Before you start building out your real bot, take a moment to map out how you want the conversation to flow. Ask yourself:
- What is the goal of this bot? What data to I want to gather from users, or what problem do I want to help users solve?
Once you have a solid understanding of this, read on to learn about crafting the perfect conversation!
The very first message is critical in ensuring high engagement and conversion rates. Once users have engaged with the first prompt, there is a very high likelihood that they'll finish the rest of the conversation (sometimes as high as 60%). So think carefully about this first impression.
Don't pretend to be a human -- you can even let users know that this is a bot. This way users know what to expect from the experience, avoiding confusion or frustration. Avoid using an icon of a real person's face, as well -- instead try for a more cartoony avatar, or even a robot image!

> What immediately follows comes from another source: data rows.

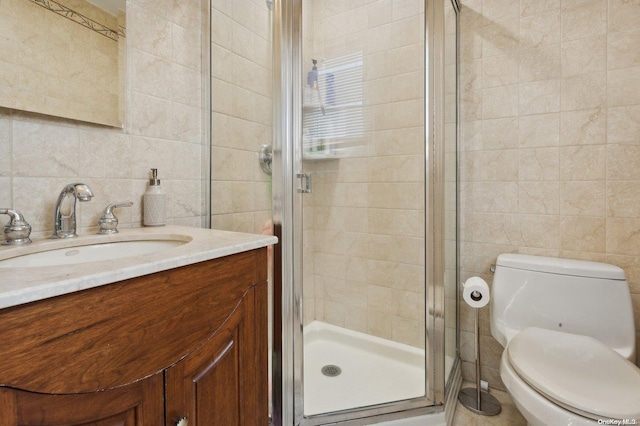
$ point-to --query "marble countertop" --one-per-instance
(20, 285)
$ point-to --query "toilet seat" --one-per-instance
(577, 372)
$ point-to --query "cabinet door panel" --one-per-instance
(139, 404)
(216, 385)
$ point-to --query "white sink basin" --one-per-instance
(89, 253)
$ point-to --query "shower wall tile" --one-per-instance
(368, 218)
(556, 172)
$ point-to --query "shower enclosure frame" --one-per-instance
(287, 388)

Clearly define the purpose of the bot and what it does for them. When a user knows at the beginning of the conversation exactly what value they can gain by talking to your bot, they're much more likely to participate (and to stick with it to the end).
Start the conversation out with 3-4 descriptive multiple choice options that help users understand what they can do or ask about.

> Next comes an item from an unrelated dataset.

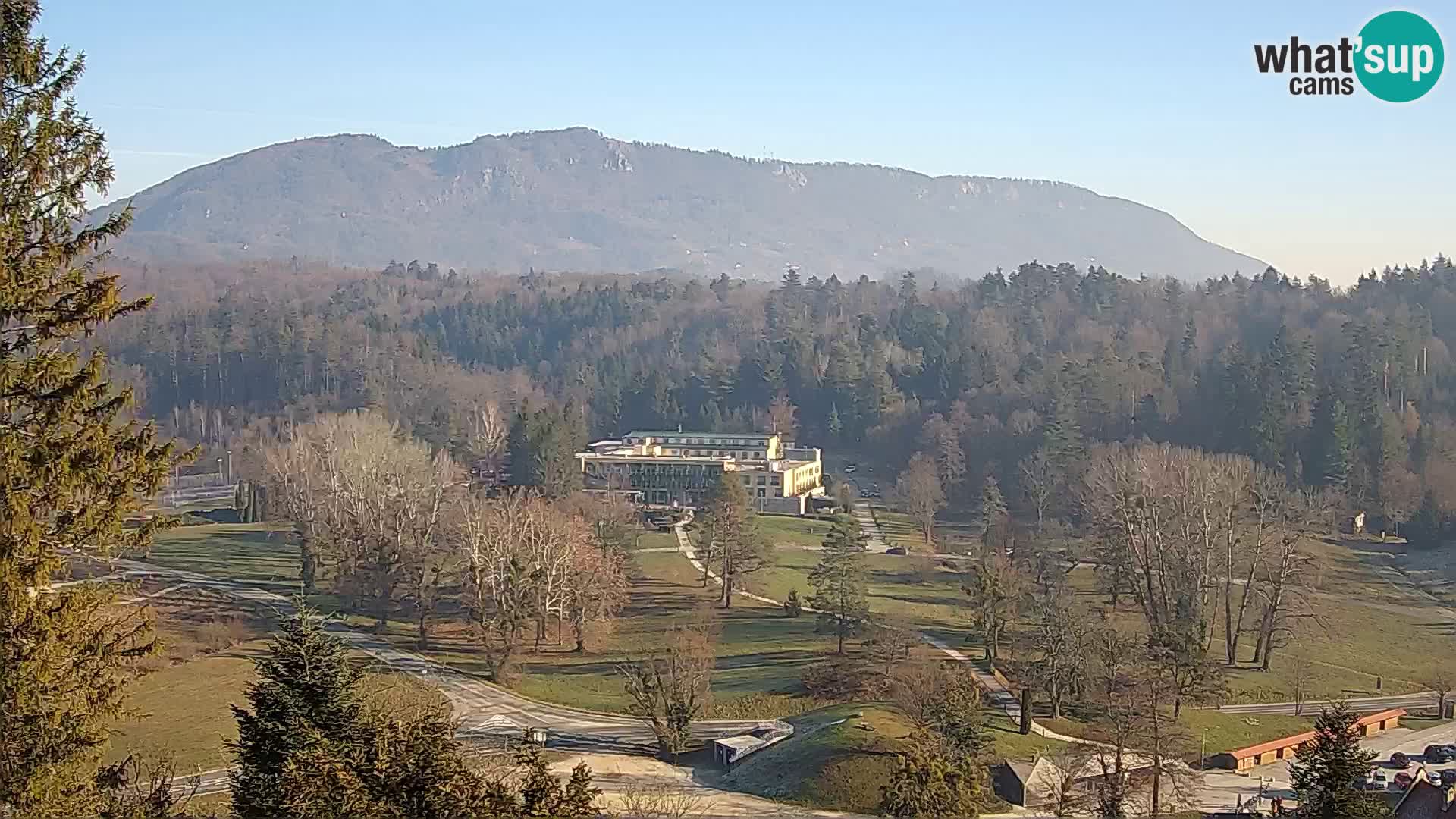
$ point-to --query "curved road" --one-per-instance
(485, 710)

- Avoid free text: Multiple choice imposes less friction on the user for higher bot engagement. Use free text sparingly to gather critical info (like an email address), but don't use it on the first prompt unless absolutely necessary.
- Avoid yes-or-no: Questions such as "Do you need help?" are polite in a real-life setting, but in a bot they're unnecessary filler. Get right to the point by providing a set of options to choose from. If a user doesn't need help, they can simply close the conversation.
Every extra word increases the chance of users losing interest. The stakes are highest in the first message, because initial engagement with the first prompt has the highest overall impact on completion and conversion. A few rules of thumb:
- Aim for a sweet spot of under 100 characters in a prompt, total.
- Or: Write exactly what you want to say, and then delete half of it without losing the meaning.
We've already mentioned it above -- but whenever possible, give the user multiple descriptive, meaningful options to choose from. Avoid yes-or-no questions whenever possible, and only ask for free text input for critical information such as an email address or phone number, or if the user needs to ask their own customized question.
The options you initially provide will not always meet every user's needs. Include a fourth option for "something else" or "I have another question" for the user to type in their question and provide an email address for follow-up.
This allows you to address all your users' needs, and gain information to update the bot based on what questions users are asking.
If you're using your bot for lead generation, always try asking for users' contact information if they don't want to continue. This allows you to follow up in case they are interested, but don't have time right now.
Additionally, try asking for email addresses earlier in the conversation, instead of at the very end. This way you have the user's contact information even if they don't complete the conversation.
You want your bot to launch right when the user needs it; and not to interrupt their experience when they don't. Think about what you want each bot to achieve, which users would need it, and when/where. Bots can be launched:
- Via a persistent button in the corner of the page
- On a time delay
- Based on user behavior, such as lingering or on page scroll
- When the user clicks or hovers over something on the page
Avoid launching the bot the moment the user lands on a page, as that can be more disruptive than helpful!